Having Andrew over most weekends and Danny every second one was a win-win for all parties. Betty and her husband had some alone time together, and Carson and Greta were able to spend time with their boys.
Carson pressed her fists into the aged cushion beneath, but paused and looked up at Greta.
“Was there cold stuff in that bag?”
“Butter and steaks.”
“He probably left it on the table.”
“Most likely.”
Carson sighed and pushed herself to her feet with a loud groan, stretched her arms above her head until... something, Greta wasn’t sure, in her shoulder cracked. She came around the coffee table and ran her now wrinkled fingers over the soft hair on the back of Danny’s head.
“I’ll go put them away if you wanna put him down. Betty said she’d be back around four-ish.”
“Alright,” Greta twisted and leaned down to lay a kiss on Carson’s cheek.
By the time Greta had laid Danny down in his cot in the spare room, checked that Andrew had indeed packed his things up (he was almost done), she found the bag of groceries put away and Carson at the sink, the bubbling of the kettle offering the promise of tea.
Carson didn’t look when Greta approached, but as if by instinct, leaned back into Greta’s chest as she took that last step towards her. Maybe she heard the footsteps get closer, or smelled her perfume. Maybe Carson just knew.

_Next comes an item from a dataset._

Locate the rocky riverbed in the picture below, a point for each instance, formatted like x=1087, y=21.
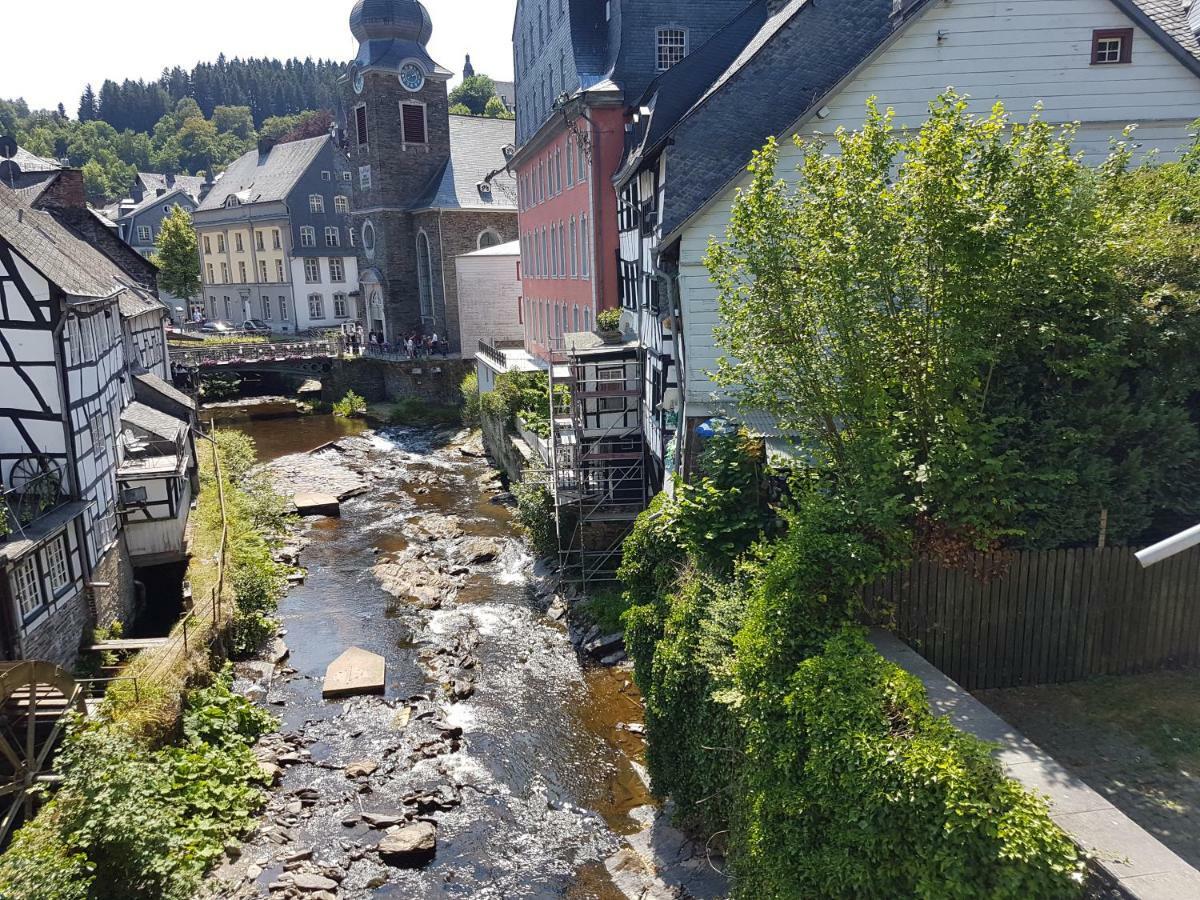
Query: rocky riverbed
x=496, y=765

Greta threw a glance over her shoulder before letting her chin fall to Carson’s good shoulder. Years of hiding their relationship, their love for each other, had left habits. But now, she just wanted to keep these moments between them. It wasn’t fear anymore.
“How the arm?”
“S’kay. Can you rub it for me later?”
“Of course.” Greta pressed a kiss to her shoulder, ran her fingers up the arm still moving through the water in the sink. “Not going to hurt it playing with Andy?”
“Nah, I just have to catch and he’ll go easy on me.”
“Of course, he’s a gentleman.”
“Mm...”
“And he loves his GrandCar.”
“And you too.”
“I know he does.”
But Carson and Andrew had a particularly special relationship. When he was a toddler, his favourite place was with Carson, be it on her lap, next to her at the dinner table, reclined on his tiny bed at his house reading a book... wherever. They were two peas in a pod. The relationships between their entire little family unit was quite good; Greta had her own unique connection with Betty and the boys loved her too. But Carson and Andrew...
He knew his GrandCar would always be there for him. And she was. They both were invited to his high school graduation, then his college one a few years later, because wheelchair or no, Carson wouldn’t have missed it for the world. He and his brothers made the special trip to visit them in the retirement home, to tell them he had finally proposed to his long-term girlfriend, which earned a swat to the arm from Greta because it took him damn long enough.
But no, they still had a few years left in them to watch their family grow one more time, to see it come alive after such a difficult and unlikely beginning.
Together, as Carson and Greta were destined to be.